Friday, 22 July 2011

Pronoun Progress

Until very recently, my daughter made the adorable error of saying "hold you" when she wanted us to hold her.  She just had not yet mastered correct pronoun use.  We both thought this was incredibly cute, but that did not stop the Speech-Language Pathologist in me from repeating "hold me?" each and every time she said it.  Just a few short weeks after noticing this error, we are now noticing that, more often than not, she now says "hold me" when she wants a cuddle.

Pronouns-errors are a common mistakes for preschool children to make - I often hear things like "him want a cookie" or "her is tall" - but most preschoolers easily learn the correct way to use pronouns.  Parents can help children along in this learning simply by being good models.  If you already know that your child makes mistakes, take the opportunity to emphasize your correct use.  For example, say things like "Look at that little boy, he's eating ice cream!", and when you hear your child make mistakes, simply repeat or clarify their statement.  For example, if you hear "him want a cookie too", clarify by saying "He wants a cookie too?".  Enough of these quick and easy models and your typically developing child should learn to use their pronouns correctly without much trouble at all.

Brie

Wednesday, 13 July 2011

The dreaded lisp!

The lisp is one problem that Speech-Language Pathologists have trouble agreeing on and the following is my take on lisps: 

I would be very surprised if you haven't noticed that your toddler used to, or currently does stick his tongue out of his mouth when saying the S sound.  My daughter certainly does!  Infants have a different swallow pattern than the rest of us do.  To accomodate the different feeding style (suck and swallow) an infants tongue pushes forward when he swallows, instead of moving back.  Thoughts are that a lisp in the toddler years is a remnant of the forward tongue motion of a baby's swallow.  Most toddler's grow out of a lisp without any trouble; however, there is the odd child who has a hard time getting rid of this pattern.  I go by the rule of thumb that if a child hasn't started to say a nice S sound by age 4 or 4 1/2, they're headed towards a very difficult habit to break.  I tend to offer therapy around age 4 with the hopes that a child won't enter school still talking with that pesky lisp. 
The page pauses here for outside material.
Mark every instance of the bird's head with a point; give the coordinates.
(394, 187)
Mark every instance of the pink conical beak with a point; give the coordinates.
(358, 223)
Where does the controversy come in?  On one  hand some therapists feel that a lisp at any age is not typical and will offer therapy at a younger age than I typically do, on the other hand, some therapists work with too many children to bother treating a sound that doesn't look right, but doesn't affect how clearly a child speaks. 

As children get older and more aware, lisping can affect self-esteem because of teasing and the social stigma associated with having a lisp.  For this reason, I hope that all children who want help have the opportunity to get help.